La glace à la vanille qui ne fait pas grossir
Le pitch ne casse pas 3 briques à un canard, comme aurait dit une copine à moi. On ne s'attend pas à des rebondissements de dingue ou à un scénario alambiqué. On n'y va pas non plus pour ça, d'ailleurs.
J'avais vu le court métrage il y a quelques années. Quand je suis tombée sur la bande annonce, un peu par hasard, j'ai tout de suite repensé à ces 17 minutes envoûtantes, à la fraîcheur des jeunes acteurs et à la douceur de cette histoire peut-être trop parfaite - mais ça fait tellement de bien, des fois. Inquiète de savoir ce que le réalisateur avait à raconter de plus, tant le court semblait un bon format, le trio d'acteurs identique à celui du court m'a rassurée. Car ils marchaient bien ensemble, ces trois là. Et ce sont eux qui portent ce film et en font cette bouffée de fraîcheur là où il y aurait pu n'y avoir que maladresse et ennui.
Le film a rajouté le monde autour de ce trio. Quand les trois jeunes du court évoluaient entre l'univers scolaire et la maison sans parents, les trois plus vieux du long y sont confrontés. Les éternels moqueurs auteurs de mauvaises blagues à l'école cassent le côté trop rose bonbon. De même, la place des parents trop protecteurs - mais peut-on leur reprocher de s'inquiéter pour un enfant aveugle qui ne demande qu'à faire comme les autres- apporte une autre piste de réflexion, même si elle reste en filigrane, puisque la véritable histoire reste celle des trois adolescents.
Le film ajoute des enjeux. Pratiquement toutes les scènes sont reprises, certaines à l'identique, d'autres gagnant en intensité. Dans le court, les enfants ont 12,13 ans. Dans le film, 15,16. L'adolescence, encore, mais à l'âge où l'on veut s'affirmer, l'âge où la sexualité prend plus de place. L'âge où l'indépendance, la liberté deviennent importants même si le cocon familial, aussi étouffant soit-il, reste le lieu des repères. Giovanna et Gabriel incarnent à eux deux toute l'ambivalence de l'adolescence.
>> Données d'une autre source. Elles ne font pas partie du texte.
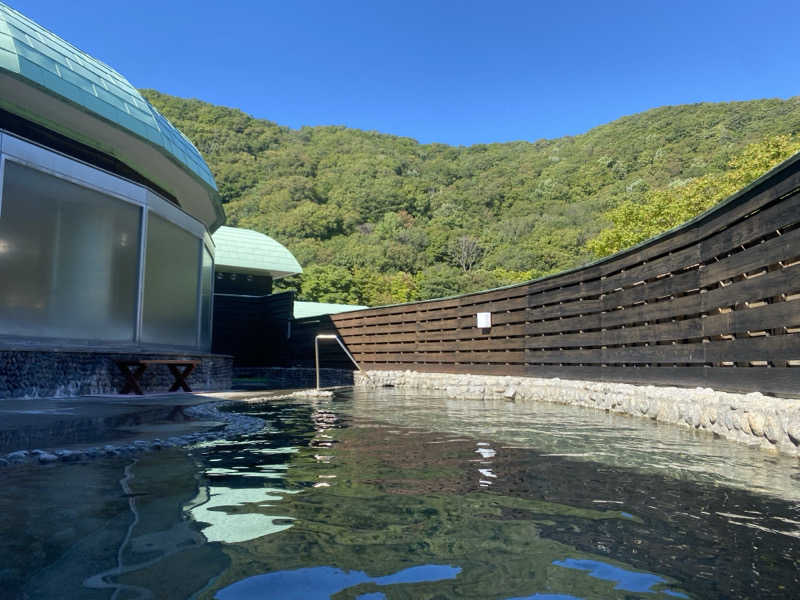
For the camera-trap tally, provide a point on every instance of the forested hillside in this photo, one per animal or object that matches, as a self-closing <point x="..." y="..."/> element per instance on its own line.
<point x="375" y="218"/>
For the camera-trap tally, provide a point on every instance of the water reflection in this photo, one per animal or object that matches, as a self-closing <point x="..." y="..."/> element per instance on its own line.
<point x="630" y="581"/>
<point x="591" y="435"/>
<point x="321" y="583"/>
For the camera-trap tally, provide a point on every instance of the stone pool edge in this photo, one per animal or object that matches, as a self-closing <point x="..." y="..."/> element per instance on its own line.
<point x="763" y="421"/>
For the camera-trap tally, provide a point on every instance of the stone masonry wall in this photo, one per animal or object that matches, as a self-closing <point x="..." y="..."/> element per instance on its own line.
<point x="768" y="422"/>
<point x="45" y="374"/>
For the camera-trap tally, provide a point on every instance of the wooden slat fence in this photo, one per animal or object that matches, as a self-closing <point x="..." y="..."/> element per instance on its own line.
<point x="713" y="303"/>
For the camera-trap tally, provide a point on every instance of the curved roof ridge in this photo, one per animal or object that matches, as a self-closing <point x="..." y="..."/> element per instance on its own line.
<point x="38" y="57"/>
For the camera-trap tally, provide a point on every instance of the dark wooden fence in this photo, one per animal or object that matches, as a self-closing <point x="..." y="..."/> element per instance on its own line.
<point x="254" y="329"/>
<point x="714" y="303"/>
Giovanna, l'amie fidèle, l'amie d'enfance. La présence rassurante, la normalité. Elle couve et protège Leo, entrant sans vraiment s'en rendre compte dans le jeu des parents qui s'inquiètent toujours pour lui. Elle ne lui tend jamais de piège, ils se connaissent tellement bien qu'aucun des deux n'a plus de secrets pour l'autre. Plus de surprises, non plus.
Gabriel, le nouveau. Le souffle d'air frais. Celui qui oublie que Leo ne voit pas, celui qui l'emmène au cinéma et lui raconte le film. Celui qui l'entraîne toujours plus hors du cocon familial, vers la nouveauté, la liberté. Le mystère et les non-dits aussi. La peur d'être différent. La joie d'aimer. Il prend sa place, un instant toute la place, dans la vie de Leo.
Il y a cette histoire de place, ce triangle amoureux qui est très bien géré. J'ai beaucoup aimé la métaphore de l'éclipse. Cette façon de dire que, comme dans ce phénomène, si un astre en cache un autre ce n'est que temporaire. L'amitié est là. Il faut juste apprendre à la gérer. Quand l'amour arrive chacun doit retrouver ses marques, sa place. Combien d'amis avons-nous perdus à cause de leur nouvel amour - ou du nôtre ? Il y a pourtant autant de façons d'aimer que de personnes à aimer. Il suffit de trouver la bonne.
Au final pas une minute de trop dans ce film adapté du court. Un moment doux et frais comme un cornet à la vanille que l'on déguste pour ne pas en perdre une miette, où l'on attend tout de même impatiemment le dernier petit bout en chocolat si délicieux, et qui donne presque envie d'en reprendre un autre de suite, tant la sensation est agréable.